Revolucionários(as) Cabanos(as)
Recordo que somente fui estudar a Cabanagem quando entrei na UFPA, pois a ditadura militar simplesmente baniu o movimento cabano dos currículos escolares. Daí a importância do resgate dessa história com a Aldeia Cabana e outras iniciativas. Todavia, as forças conservadoras buscam ainda hoje manter sepultada a Cabanagem. Tanto é que a atual administração municipal se refere ao equipamento público da Av. Pedro Miranda como Aldeia Amazônica em vez de Aldeia Cabana.

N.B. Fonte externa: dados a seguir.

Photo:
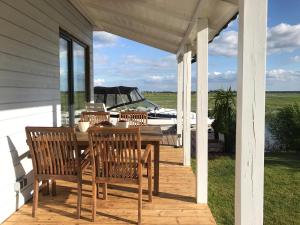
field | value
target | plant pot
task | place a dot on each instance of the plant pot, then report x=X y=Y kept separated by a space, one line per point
x=83 y=126
x=123 y=124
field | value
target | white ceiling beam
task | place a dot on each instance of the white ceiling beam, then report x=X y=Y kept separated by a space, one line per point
x=82 y=9
x=140 y=38
x=95 y=6
x=233 y=2
x=190 y=28
x=151 y=5
x=107 y=24
x=147 y=29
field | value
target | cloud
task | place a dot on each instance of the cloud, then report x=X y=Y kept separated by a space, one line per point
x=225 y=44
x=282 y=75
x=227 y=76
x=295 y=58
x=104 y=39
x=272 y=75
x=164 y=62
x=283 y=38
x=100 y=59
x=280 y=38
x=99 y=82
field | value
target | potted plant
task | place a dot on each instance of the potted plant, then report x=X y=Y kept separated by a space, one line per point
x=83 y=126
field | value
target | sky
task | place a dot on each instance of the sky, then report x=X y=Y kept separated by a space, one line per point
x=119 y=61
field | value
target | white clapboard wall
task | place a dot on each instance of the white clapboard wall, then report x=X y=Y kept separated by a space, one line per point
x=29 y=82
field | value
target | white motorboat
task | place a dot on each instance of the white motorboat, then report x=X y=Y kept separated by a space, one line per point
x=121 y=98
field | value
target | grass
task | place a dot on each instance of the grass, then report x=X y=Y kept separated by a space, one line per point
x=281 y=194
x=282 y=172
x=274 y=101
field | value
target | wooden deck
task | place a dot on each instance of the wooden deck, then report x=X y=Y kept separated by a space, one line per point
x=174 y=205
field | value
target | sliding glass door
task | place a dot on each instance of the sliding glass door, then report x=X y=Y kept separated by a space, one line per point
x=74 y=77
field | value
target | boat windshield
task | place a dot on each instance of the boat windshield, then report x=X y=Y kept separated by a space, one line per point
x=122 y=98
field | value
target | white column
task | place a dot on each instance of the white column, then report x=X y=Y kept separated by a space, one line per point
x=187 y=107
x=249 y=173
x=179 y=100
x=202 y=111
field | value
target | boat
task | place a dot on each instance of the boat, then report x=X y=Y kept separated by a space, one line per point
x=120 y=98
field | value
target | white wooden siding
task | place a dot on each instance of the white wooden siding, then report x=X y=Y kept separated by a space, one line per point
x=29 y=81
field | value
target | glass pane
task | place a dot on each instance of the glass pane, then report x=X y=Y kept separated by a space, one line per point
x=79 y=80
x=110 y=101
x=64 y=94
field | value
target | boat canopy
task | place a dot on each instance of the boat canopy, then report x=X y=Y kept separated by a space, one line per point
x=114 y=97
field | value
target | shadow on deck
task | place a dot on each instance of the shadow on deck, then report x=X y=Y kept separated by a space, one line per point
x=174 y=205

Sempre fico empolgado quando foco a nossa história. Não obstante, esse post foi escrito para expressar a minha revolta com o estado atual do Complexo Ver-o-Peso, em particular da Feira do Açaí. Senti tanta saudade de como era aquela feira durante o governo do Edmilson Rodrigues, então no PT. Além de local de trabalho de centenas de pessoas envolvidas direta ou indiretamente com a produção e a comercialização do açaí, era também ponto de encontros, de boas conversas, de comidas típicas, de shows, de ouvir música regional, de estar perto de artistas da nossa terra. O que vi durante a caminhada? Lixo, muito lixo em dezenas de sacos amontoados ou simplesmente espalhado pelo chão. A Ladeira do Castelo está destruída, com o calçamento todo arrebentado. Os prédios históricos deteriorados. Enfim, senti profunda vergonha daquilo ali. Como levar amigos que vêm nos visitar para um local daquele, sem estrutura, policiamento precário, sem higiene? Como passear com a família num ambiente nessa situação?

O abandono criminoso do Ver-o-Peso
Sob todos os aspectos a Feira do Açaí e adjacências encontram-se em estado lastimável: segurança, higiene, sanitário, comodidade, atendimento etc. É culpa de quem? De quem continua trabalhando dia e noite naquele local para sobreviver, ou de quem abandonou completamente esse ponto importante da cidade? Aquela área do Ver-o-Peso é, como outras na cidade, importante na formação da nossa própria identidade cultural. Infelizmente temos um "doutor" em "traquinagens" na prefeitura, cuja maior preocupação é gerir seus bens materiais, que cresceram como nunca nesses oitos anos de governo, além da continuidade da sua carreira política.

O Complexo Ver-o-Peso está uma vergonha! Seu abandono expressa a canalhice do bloco de poder que se assenhorou desse ente do Estado que é a prefeitura. Duciomar e sua corja querem mais que aquilo tudo se exploda a fim de que, quem sabe um dia, entupir a área de prédios com quarenta andares. Para eles pouco importa história, cultura e identidade, mas tão somente o tilintar das trinta moedas...
Estudantes de Pedagogia da UEPA
e sua professora Regina Ferreira.

Belém merece ser uma cidade justa, democrática e sustentável.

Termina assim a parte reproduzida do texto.